Banhos Velhos: da ruína à referência cultural
O renascimento dos Banhos Velhos começou em 2010, quando a direção da cooperativa Taipas Turitermas, então liderada por Ricardo Costa, enfrentou uma questão que era ao mesmo tempo prática e simbólica: o que fazer com um edifício degradado, repleto de memória mas sem utilidade?
A resposta surgiu com coragem — e uma visão clara. A aposta numa candidatura a fundos públicos foi bem-sucedida e permitiu reabilitar o espaço. Mas a decisão mais importante veio logo depois: dar-lhe uma nova vida através da cultura.
“Era unânime: o espaço teria de ter uma função cultural.” — José Maia
Para liderar essa transformação, foi escolhido Paulo Dumas — alguém que, além do conhecimento cultural, tinha uma ligação emocional profunda ao espaço. Cresceu ali por perto e conhecia o valor simbólico daquele edifício.
O desafio, no entanto, era imenso. Pedro Conde, que também integrou a equipa inicial, lembra bem os primeiros tempos: “Nem a corrente elétrica suportava um sistema de som básico. Montávamos tudo ao sol.” As dificuldades técnicas foram muitas, mas ainda mais exigente foi conquistar o público.
“As pessoas não associavam o espaço à cultura. Havia resistência. Mas depois de conhecerem, ficavam apaixonadas.” — Pedro Conde
O que começou como uma recuperação arquitetónica tornou-se um ponto de viragem cultural. Os Banhos Velhos deixaram de ser ruína para se afirmarem como símbolo da reinvenção das Taipas — um lugar onde a cultura encontrou casa, mesmo contra todas as probabilidades.
O tempo da resiliência: fazer cultura onde nada estava preparado
Pedro Conde integrou o projeto dos Banhos Velhos a convite de Paulo Dumas. Na altura, o espaço estava longe de ser um local preparado para acolher espetáculos. Não havia infraestrutura básica: nem a corrente elétrica suportava sistemas de som e luz, mesmo os mais simples. Tudo tinha de ser feito do zero — desde a montagem do palco, frequentemente sob o sol escaldante, até à gestão da logística, muitas vezes garantida por equipas mínimas e voluntariosas.
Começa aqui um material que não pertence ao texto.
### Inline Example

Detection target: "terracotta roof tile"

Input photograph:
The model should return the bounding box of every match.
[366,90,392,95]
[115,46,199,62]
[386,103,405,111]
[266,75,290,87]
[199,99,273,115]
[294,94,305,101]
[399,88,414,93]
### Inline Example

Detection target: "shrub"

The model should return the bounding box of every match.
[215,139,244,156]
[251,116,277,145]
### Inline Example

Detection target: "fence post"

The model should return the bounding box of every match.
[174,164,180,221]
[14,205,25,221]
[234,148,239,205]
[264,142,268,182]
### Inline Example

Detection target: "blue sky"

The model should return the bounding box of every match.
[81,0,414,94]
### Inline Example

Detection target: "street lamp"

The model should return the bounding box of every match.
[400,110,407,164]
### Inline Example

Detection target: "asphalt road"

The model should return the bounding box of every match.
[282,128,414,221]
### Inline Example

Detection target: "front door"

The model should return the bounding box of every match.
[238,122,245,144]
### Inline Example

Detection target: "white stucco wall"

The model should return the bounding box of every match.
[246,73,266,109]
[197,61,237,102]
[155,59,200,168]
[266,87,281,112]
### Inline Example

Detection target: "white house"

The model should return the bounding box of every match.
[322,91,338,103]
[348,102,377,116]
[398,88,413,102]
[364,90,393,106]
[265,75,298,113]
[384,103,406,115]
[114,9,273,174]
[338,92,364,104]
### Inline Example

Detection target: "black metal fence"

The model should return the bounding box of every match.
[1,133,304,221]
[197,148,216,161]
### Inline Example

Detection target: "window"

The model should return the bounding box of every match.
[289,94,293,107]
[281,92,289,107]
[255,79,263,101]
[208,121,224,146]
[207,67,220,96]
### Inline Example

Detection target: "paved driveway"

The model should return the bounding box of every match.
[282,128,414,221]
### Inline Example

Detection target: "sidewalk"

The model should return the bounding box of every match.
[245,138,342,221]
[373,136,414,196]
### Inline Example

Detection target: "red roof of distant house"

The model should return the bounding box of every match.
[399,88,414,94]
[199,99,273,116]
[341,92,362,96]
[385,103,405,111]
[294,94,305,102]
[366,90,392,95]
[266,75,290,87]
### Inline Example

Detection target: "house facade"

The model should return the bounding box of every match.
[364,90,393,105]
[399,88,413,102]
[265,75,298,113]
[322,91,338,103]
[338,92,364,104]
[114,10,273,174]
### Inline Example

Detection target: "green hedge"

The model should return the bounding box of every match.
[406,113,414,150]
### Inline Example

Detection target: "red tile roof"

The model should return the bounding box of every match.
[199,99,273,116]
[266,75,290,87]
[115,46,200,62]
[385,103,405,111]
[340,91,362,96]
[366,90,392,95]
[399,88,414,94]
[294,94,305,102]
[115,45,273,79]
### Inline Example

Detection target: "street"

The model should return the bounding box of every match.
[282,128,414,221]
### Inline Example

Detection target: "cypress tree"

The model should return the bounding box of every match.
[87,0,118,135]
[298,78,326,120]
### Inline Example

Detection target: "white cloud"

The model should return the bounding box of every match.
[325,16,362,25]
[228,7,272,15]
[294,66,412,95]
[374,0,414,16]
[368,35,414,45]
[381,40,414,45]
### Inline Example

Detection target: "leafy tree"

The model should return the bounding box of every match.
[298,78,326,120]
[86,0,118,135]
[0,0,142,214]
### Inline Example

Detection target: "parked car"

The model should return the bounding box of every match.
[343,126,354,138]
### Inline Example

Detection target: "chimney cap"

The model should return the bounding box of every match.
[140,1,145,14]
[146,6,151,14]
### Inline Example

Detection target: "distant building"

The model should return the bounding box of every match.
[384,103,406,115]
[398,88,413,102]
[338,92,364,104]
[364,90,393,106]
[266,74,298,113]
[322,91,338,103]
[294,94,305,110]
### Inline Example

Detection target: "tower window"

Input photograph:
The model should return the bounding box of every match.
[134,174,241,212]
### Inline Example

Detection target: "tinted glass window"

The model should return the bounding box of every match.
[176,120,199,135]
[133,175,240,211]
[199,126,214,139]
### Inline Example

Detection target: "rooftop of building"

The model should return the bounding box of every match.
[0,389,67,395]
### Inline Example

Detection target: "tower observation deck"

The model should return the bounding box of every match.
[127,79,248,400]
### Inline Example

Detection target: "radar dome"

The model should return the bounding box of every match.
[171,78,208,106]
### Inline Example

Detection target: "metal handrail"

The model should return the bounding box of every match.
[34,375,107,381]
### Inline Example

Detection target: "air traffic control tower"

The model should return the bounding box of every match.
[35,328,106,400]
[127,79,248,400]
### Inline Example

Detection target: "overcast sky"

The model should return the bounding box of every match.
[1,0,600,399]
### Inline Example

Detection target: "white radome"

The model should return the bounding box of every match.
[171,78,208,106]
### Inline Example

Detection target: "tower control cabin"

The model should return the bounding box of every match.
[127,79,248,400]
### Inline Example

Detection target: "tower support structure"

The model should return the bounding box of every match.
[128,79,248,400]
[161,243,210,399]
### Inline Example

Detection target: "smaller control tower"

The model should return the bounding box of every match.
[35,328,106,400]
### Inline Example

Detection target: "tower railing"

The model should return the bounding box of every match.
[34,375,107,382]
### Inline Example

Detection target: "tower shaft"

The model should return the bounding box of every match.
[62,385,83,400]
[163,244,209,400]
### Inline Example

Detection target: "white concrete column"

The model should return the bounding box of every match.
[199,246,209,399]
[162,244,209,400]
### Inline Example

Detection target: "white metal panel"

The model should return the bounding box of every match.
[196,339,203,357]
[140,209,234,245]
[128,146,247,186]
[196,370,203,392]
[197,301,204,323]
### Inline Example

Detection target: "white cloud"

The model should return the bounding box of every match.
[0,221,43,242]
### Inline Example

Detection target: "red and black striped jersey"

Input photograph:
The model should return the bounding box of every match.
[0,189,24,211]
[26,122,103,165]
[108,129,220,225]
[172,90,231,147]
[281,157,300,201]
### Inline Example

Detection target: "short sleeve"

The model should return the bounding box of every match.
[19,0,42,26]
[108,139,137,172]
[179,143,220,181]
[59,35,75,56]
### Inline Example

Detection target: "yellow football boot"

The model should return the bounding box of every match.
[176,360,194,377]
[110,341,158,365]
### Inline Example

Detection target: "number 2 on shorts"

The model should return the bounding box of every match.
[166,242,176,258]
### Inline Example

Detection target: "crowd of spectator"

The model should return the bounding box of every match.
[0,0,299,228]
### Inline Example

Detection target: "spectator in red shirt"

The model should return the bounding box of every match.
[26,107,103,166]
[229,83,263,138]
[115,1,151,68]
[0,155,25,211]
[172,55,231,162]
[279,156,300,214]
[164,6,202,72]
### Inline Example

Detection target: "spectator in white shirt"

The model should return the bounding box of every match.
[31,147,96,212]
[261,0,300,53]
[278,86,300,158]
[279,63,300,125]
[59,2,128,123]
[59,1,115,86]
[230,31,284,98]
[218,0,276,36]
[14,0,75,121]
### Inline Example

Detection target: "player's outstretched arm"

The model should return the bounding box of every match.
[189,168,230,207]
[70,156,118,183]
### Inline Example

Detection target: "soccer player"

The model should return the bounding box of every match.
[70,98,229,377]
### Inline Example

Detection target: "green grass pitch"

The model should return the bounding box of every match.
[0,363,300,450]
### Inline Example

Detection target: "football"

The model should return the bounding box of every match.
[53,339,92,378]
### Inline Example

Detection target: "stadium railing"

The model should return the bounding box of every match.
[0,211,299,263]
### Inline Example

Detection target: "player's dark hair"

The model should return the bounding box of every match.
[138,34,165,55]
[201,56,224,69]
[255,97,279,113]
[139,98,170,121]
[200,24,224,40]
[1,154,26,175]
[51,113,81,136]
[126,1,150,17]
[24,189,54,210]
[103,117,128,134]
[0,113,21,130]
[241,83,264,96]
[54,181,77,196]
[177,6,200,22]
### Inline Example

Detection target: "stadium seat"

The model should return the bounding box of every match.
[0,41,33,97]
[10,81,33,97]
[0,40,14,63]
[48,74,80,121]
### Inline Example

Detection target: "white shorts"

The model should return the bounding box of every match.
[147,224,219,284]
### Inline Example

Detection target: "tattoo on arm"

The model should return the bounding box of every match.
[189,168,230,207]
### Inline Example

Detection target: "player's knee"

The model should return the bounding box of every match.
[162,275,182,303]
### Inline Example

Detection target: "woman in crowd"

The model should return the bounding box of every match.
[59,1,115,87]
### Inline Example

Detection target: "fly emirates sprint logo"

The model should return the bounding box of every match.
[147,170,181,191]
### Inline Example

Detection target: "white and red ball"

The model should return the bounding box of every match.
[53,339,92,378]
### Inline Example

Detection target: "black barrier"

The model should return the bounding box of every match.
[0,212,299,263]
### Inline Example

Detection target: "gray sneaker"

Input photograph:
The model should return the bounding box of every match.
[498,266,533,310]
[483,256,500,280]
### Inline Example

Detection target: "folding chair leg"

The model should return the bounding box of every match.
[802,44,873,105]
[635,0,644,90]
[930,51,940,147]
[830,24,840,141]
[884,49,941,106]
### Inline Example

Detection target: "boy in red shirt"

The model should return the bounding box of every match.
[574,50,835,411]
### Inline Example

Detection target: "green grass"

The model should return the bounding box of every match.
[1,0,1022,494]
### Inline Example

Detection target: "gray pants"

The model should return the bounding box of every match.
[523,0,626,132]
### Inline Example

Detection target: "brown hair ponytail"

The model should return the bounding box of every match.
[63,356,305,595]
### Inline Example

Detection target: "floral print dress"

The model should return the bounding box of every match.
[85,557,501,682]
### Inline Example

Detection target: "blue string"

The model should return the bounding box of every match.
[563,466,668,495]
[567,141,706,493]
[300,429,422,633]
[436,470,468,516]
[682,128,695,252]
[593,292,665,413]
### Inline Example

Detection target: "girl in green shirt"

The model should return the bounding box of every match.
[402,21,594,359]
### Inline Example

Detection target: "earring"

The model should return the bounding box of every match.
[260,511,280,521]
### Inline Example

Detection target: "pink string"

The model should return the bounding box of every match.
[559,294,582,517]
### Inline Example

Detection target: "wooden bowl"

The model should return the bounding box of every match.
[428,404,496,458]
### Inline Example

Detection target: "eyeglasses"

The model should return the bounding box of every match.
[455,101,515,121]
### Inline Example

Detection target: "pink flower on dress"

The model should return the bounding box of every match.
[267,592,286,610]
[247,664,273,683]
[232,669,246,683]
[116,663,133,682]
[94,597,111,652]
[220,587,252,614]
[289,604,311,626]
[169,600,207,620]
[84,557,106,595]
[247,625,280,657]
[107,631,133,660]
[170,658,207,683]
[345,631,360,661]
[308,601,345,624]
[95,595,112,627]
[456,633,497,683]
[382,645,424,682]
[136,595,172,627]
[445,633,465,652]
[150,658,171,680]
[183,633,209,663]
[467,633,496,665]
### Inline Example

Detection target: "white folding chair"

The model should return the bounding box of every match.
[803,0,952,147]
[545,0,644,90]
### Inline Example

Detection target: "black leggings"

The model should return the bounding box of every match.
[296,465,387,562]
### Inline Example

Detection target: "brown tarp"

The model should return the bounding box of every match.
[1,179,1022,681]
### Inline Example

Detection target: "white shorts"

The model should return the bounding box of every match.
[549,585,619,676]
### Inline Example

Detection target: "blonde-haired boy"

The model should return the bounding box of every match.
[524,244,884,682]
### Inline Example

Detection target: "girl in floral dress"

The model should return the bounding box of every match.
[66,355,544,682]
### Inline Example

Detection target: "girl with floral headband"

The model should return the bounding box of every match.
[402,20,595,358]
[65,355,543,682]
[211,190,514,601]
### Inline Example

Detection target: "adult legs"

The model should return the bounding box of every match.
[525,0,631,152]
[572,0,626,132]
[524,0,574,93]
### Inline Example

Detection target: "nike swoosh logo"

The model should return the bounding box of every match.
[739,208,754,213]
A primeira grande batalha foi técnica. A segunda, talvez mais difícil, era simbólica: convencer as pessoas a visitar os Banhos Velhos. Durante muito tempo, o edifício não evocava cultura, apenas abandono. Por isso, foi necessário romper resistências, criar curiosidade e transformar perceções. Houve experiências com bilhetes, outras sem, e muitas tentativas até se encontrar o equilíbrio entre acesso e valorização. A estratégia era clara: primeiro, dar a conhecer o espaço; depois, deixar que a programação fizesse o resto.
José Gomes viria a juntar-se mais tarde, a convite de José Maia. Para ele, o verdadeiro mérito esteve em quem acreditou, arriscou e construiu — muitas vezes longe dos holofotes. Continuou o trabalho iniciado por Dumas e Conde, consciente de que a continuidade era um dos fatores mais importantes para dar identidade ao projeto. Mas essa estabilidade era difícil de garantir. O desafio de manter um programador durante várias edições era real, e a escassez de meios obrigava a uma dedicação extrema. Produzir um concerto ali podia significar estar no recinto das 07h00 às 04h00 do dia seguinte, a montar palco, cadeiras, equipamento — tudo a cargo de uma pequena equipa polivalente.
“Fazer um concerto nos Banhos Velhos é estar lá das 07h00 da manhã às 04h00 do dia seguinte com uma pessoa que é uma espécie de faz-tudo.” — José Manuel Gomes
Com o tempo, a aposta começou a dar frutos. O público foi crescendo. A comunicação cuidada ajudou a transformar um espaço esquecido numa marca cultural reconhecida. A programação ganhou personalidade, e o projeto começou a aparecer na comunicação social nacional, com destaque para o impacto nas Caldas das Taipas enquanto território cultural emergente.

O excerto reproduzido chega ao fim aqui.